By a contract in writing the appellant agreed to purchase certain real estate in the City of Baltimore for the sum of $4,050, subject to a ground rent which was described as redeemable. Prior to the date appointed for compliance with the terms of sale, the appellant executed an assignment of all his "right, title and interest" in the contract to the appellee. The assignment was endorsed on the contract and recited that it was made for value received. The actual consideration for the transfer was $350, which was paid by a check drawn by the appellee, on which there was a notation that it was to be used only at the time of the conveyance of the property. An examination of the title having disclosed that the ground rent to which the contract of sale referred was irredeemable, and that the title was, therefore, not such as the purchaser had a right to demand, the transaction could not be consummated. The return of the amount paid by the appellee's check to the appellant, which in the meantime had been cashed, was then requested and refused. The present action ensued, and the trial before the court below, sitting as a jury, resulted in a verdict and judgment in the appellee's favor for $365.75, being the amount of its payment with interest. Only one exception was taken at the trial, and that was to the refusal of the court to rule that the appellee was not entitled to recover.

The defense in the case is that the appellant merely assigned his interest in the contract of sale to the appellee, and that as the assignment contained no warranty of the title to the property mentioned in the contract, the assignor's right to retain the sum paid him for the transfer is not affected by the inability of the owner of the property to convey such a title as the contract describes.
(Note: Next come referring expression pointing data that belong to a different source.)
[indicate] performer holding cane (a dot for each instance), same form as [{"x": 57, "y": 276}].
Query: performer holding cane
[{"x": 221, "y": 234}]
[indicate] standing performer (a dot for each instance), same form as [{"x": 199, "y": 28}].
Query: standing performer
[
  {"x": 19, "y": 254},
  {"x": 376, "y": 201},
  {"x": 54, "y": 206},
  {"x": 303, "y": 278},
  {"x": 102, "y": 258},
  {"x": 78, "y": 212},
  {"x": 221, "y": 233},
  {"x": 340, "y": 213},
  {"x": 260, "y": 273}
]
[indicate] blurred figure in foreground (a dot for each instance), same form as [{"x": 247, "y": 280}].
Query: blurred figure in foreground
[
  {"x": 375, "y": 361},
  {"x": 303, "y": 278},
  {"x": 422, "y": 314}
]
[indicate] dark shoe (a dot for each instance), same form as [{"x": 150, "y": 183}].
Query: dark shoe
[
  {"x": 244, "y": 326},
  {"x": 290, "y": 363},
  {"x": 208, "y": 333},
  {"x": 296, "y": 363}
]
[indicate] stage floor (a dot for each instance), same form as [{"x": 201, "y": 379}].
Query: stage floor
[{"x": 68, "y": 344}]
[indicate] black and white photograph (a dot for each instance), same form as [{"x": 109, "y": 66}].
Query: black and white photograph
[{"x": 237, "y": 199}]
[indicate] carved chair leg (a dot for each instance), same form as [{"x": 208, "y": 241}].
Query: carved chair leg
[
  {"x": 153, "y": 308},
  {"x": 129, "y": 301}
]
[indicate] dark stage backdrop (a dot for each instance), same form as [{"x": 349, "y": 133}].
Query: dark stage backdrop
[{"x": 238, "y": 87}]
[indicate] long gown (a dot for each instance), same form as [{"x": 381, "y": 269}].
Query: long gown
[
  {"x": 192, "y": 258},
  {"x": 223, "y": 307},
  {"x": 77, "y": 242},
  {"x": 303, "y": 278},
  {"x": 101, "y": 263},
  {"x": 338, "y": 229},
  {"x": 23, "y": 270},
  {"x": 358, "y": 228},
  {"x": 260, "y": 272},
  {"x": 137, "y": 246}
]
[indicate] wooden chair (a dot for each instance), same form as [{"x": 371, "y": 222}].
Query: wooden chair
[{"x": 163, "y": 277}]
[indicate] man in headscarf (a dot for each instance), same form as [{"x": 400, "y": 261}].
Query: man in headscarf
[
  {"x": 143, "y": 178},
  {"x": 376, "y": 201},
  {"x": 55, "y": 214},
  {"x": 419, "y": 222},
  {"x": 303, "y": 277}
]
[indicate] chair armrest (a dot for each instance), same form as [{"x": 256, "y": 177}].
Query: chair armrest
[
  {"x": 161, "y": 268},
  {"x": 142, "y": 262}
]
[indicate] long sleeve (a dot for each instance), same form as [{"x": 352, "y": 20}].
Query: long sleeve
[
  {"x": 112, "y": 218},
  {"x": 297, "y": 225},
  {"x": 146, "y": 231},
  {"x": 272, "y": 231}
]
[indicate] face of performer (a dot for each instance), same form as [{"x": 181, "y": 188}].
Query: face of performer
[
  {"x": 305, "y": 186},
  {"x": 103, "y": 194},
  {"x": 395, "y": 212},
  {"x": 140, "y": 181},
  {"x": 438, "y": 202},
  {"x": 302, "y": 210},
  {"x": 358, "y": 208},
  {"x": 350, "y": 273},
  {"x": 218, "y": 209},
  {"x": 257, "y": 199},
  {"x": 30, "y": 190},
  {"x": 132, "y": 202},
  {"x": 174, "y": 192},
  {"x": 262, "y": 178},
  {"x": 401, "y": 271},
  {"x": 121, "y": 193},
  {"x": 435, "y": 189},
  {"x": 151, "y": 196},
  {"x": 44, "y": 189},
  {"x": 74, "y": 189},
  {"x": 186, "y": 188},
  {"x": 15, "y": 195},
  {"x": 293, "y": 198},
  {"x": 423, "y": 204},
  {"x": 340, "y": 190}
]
But there was testimony on behalf of the appellee that when the assignment was executed the appellant agreed to return the amount paid him if the title was not as specified in the contract of sale. No objection was made to the admissibility of this testimony, and it consequently had the effect of competent proof for the purposes *655 of the trial. Sentman v. Gamble, 69 Md. 293; Duvall v.Ridout, 124 Md. 198. Moreover, the notation on the check which was drawn by the appellee and accepted by the appellant at the time of the assignment, and which forms part of the written evidence of their agreement, tends to support the appellee's contention that the appellant's right to the deposit thus made was dependent upon the conveyance of the property described in the assigned contract. Whether the parol evidence might not, even if objected to, have been admissible on the theory that it related to an independent agreement not inconsistent with the terms of the assignment, is a question which it is not necessary to decide, as it is not the subject of any ruling to be reviewed. There was conflict in the testimony, but it was in the province of the trial court, sitting as a jury, to weigh the evidence and determine the issue of fact. It is clear that there was legally sufficient evidence in the case to support the verdict.